Puisi: Sajak Kematian (Karya Rini Intama)

Puisi "Sajak Kematian" karya Rini Intama menghadirkan gambaran tentang kematian dengan kegelapan dan kedamaian yang berdampingan. Puisi ini .....
Sajak Kematian


Kelam menggenggam cekam
tapi gumpalan awan menyemai damai
ketika jingga senja menebar
atau suara fajar menuai segar

Sayup Sangkakala terdengar syahdu merayu dayu
menghembus aroma maut kelu dan suara sendu

Ilalang kering ikut riuh
gemuruh menghempas luruh
akar kering ikut tercerabut
dalam takut dan kalut

Tak surut doa turut
tidak sekedar patut
demi polah yang masih carut marut

Nyawa meregang, memisah jasad dingin menegang
Nyawa melayang terbang ruh menghilang
tinggalkan wajah pias membias dalam kenang
Kaku tubuh terbujur tanpa dengkur panjang

waktu telah habis terkikis
dalam telapak jejak bergaris garis
tak lagi sempat merasa miris dan menadah rinai gerimis
apalagi bisa menangis, hanya mata menutup tipis
dan senyum mengiris sakit yang manis

Mati dan kafan putih membentang
sama saja dengan tanah merah basah yang memberi ruang
menanti tutupi jasad mati dan taburan melati ….

....riuh riuh doa memanjat, riuh riuh celoteh burung burung kematian
....riuh riuh isak tangis, riuh riuh jejak jejak meninggalkan tapak…

Tangerang, 27 Februari 2010

Analisis Puisi:
Puisi "Sajak Kematian" karya Rini Intama menghadirkan gambaran tentang kematian dengan kegelapan dan kedamaian yang berdampingan. Puisi ini menggambarkan momen peralihan dari kehidupan menuju kematian dan mengeksplorasi perasaan dan refleksi yang terkait dengan pengalaman tersebut.

Puisi dimulai dengan menggambarkan suasana yang kelam dan mencekam. Namun, gumpalan awan hadir sebagai penyejuk dan membawa damai. Ini mencerminkan dualitas antara ketakutan dan ketenangan yang sering terjadi dalam konteks kematian.

Puisi dilanjutkan dengan menyebutkan jingga senja yang menyebar atau suara fajar yang menawarkan kesegaran. Ini memberikan gambaran tentang peralihan dari kehidupan menuju kematian, di mana ada keindahan dan harapan baru yang muncul.

Sangkakala terdengar syahdu dan menghembuskan aroma maut yang menyelimuti suasana. Ini menambahkan elemen dramatis dan menunjukkan perasaan kehadiran kematian yang semakin dekat.

Ilalang kering, akar yang tercerabut, dan gemuruh yang menghempas luruh menciptakan gambaran tentang kehancuran dan ketakutan dalam menghadapi kematian. Puisi juga menyinggung tentang doa yang tak surut dan terus meluncur, menunjukkan upaya manusia untuk memahami dan merespons kematian.

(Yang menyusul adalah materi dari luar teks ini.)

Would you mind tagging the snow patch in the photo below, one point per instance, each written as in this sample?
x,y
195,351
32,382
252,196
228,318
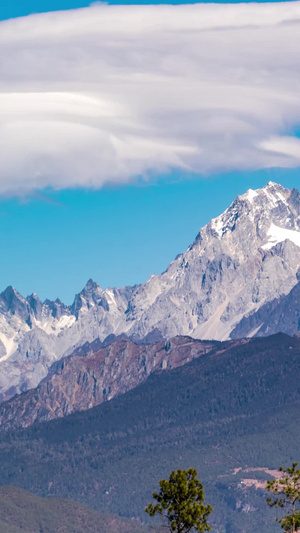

Pada bagian berikutnya, puisi menggambarkan perpisahan antara nyawa dan jasad yang membeku dan nyawa yang terbang dan menghilang. Wajah yang tenang dan senyum yang pahit menciptakan gambaran tentang penerimaan dan penyesuaian diri terhadap kenyataan kematian.

Puisi berlanjut dengan menggambarkan waktu yang habis terkikis dan jejak-jejak yang meninggalkan garis-garis di tanah. Puisi menunjukkan bahwa kematian tak terelakkan dan melibatkan kehilangan dan perpisahan yang menyakitkan.

Pada akhirnya, puisi menghadirkan riuh doa, celoteh burung kematian, isak tangis, dan jejak-jejak meninggalkan tapak sebagai penutup. Ini mencerminkan kehidupan yang terus berlanjut meskipun kematian ada di sekitar kita.

Secara keseluruhan, puisi "Sajak Kematian" menghadirkan gambaran yang kuat dan puitis tentang pengalaman kematian. Dengan menggunakan gambaran alam dan perasaan yang mendalam, penyair mampu mengeksplorasi aspek-aspek emosional, spiritual, dan reflektif yang terkait dengan kematian. Puisi ini mengajak pembaca untuk merenungkan arti kehidupan dan kematian serta menghadapi realitas kematian dengan kedamaian dan penerimaan.

Rini Intama
Puisi: Sajak Kematian
Karya: Rini Intama

Biodata Rini Intama:
    Rini Intama lahir pada tanggal 21 Februari di Garut, Jawa Barat. Namanya tercatat dalam buku Apa & Siapa Penyair Indonesia (2017).